Target Ekonomi Jokowi

Sandiaga Sebut Target Ekonomi Jokowi Tinggi
Sandiaga Uno / Ist

KabarJakarta.com--Politikus Partai Gerindra Sandiaga Uno angkat bicara soal pidato Presiden Joko Widodo (Jokowi) terkait terget capaian ekonomi Indonesia. Salah satunya produk domestik bruto (PDB) Indonesia yang dicita-citakan mencapai US$ 7 triliun di 2045.

Dikatakan Sandiaga, terget tersebut cukup tinggi. Karena itu, diperlukan kerja keras untuk mengejar mimpi tersebut.

"Ada target-target yang spesifik. Ini enggak datang secara otomatis, kita harus bekerja keras. Target-targetnya cukup tinggi, kalau tidak salah catat Rp 320 juta pendapatan per kapita per tahun, PDB 7 triliun dolar. Itu sebuah capaian yang tentu harus diwujudkan," ungkap Sandi, di Gedung DPR, Jakarta, Minggu (20/10).

Meski demikian, Sandi optimistis target itu dapat tercapai. Sandi, sapaan akrab Sandiaga uno, mengapresiasi target tersebut. 

"Kita harus optimis. Kita harus dan menurut saya ini suatu ajakan kita membangun harus dengan target-target konkrit, dan negara yang maju dengan pendapatan kita per kapita per tahun itu berarti kalau masih ada kemiskinan, itu yang akan menimbulkan suatu ketimpangan kesenjangan akan jadi embiro," tutur mantan Wakil Gubernur DKI Jakarta itu.

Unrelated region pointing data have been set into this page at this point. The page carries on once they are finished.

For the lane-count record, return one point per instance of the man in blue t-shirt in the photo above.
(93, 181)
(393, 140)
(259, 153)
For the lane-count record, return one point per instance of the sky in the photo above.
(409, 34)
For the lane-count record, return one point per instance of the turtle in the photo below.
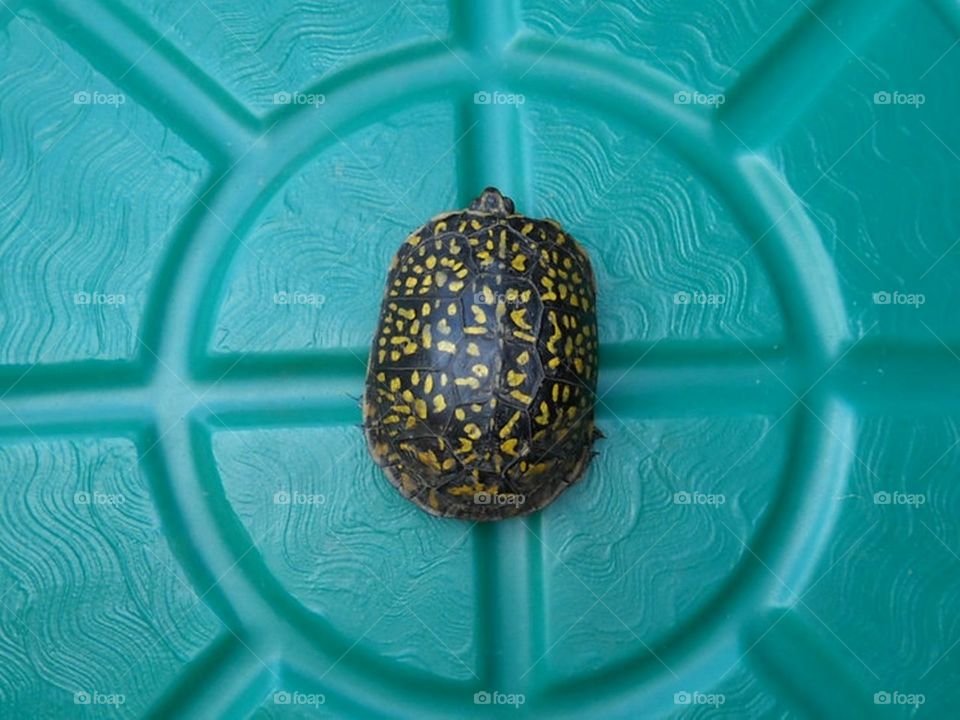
(481, 381)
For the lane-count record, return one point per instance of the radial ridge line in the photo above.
(788, 73)
(161, 78)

Sandi berharap agar target-target atau cita-cita itu dapat diwujudkan selama 5 tahun pemerintahan Jokowi-Ma'ruf. Sandi juga berharap Jokowi-Ma'ruf Amin amanah dalam menjalankan pemerintahan untuk lima tahun ke depan.

"Semoga amanah dalam menjalankan pemerintahan ke depan sebagai presiden dan wapres. Kami juga berharap cita-cita Indonesia menjadi negara maju terwujud," tandas Cawapres 2019-2024 itu.

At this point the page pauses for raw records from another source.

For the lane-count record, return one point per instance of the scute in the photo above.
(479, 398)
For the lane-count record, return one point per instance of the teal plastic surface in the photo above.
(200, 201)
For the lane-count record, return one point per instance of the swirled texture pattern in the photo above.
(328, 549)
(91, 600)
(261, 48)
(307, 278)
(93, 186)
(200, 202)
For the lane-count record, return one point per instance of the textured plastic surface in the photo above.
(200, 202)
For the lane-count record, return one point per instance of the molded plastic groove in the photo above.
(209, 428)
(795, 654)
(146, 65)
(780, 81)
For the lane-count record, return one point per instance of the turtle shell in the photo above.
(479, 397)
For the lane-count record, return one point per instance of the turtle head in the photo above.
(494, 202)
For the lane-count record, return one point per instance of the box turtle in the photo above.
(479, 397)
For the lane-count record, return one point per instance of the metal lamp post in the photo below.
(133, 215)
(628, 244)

Diketahui, Jokowi dalam pidatonya mengatakan Indonesia sudah masuk 5 besar ekonomi dunia dengan kemiskinan mendekati nol persen dan hal ini harus terus ditingkatkan. Jokowi juga menyebut Produk Domestik Bruto Indonesia di tahun 2045 diharapkan dapat mencapai US$ 7 triliun. 

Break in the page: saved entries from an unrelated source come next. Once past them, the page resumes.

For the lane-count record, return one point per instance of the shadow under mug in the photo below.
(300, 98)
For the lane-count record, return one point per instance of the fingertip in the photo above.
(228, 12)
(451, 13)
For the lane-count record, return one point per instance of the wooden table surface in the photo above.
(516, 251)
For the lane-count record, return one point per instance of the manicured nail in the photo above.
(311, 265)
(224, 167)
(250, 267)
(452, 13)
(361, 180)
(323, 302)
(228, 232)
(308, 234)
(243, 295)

"Kita sudah hitung, sudah kalkulasi, target tersebut sangat masuk akal dan sangat memungkinkan untuk kita capai. Namun, semua itu tidak datang otomatis, tidak datang dengan mudah. Harus disertai kerja keras, dan kita harus kerja cepat, harus disertai kerja-kerja bangsa kita yang produktif," ucap Jokowi dalam pidato usai resmi dilantik sebagai presiden bersama Wakil Presiden Ma'ruf Amin oleh Majelis Permusyawaratan Rakyat (MPR) di Gedung MPR/DPR.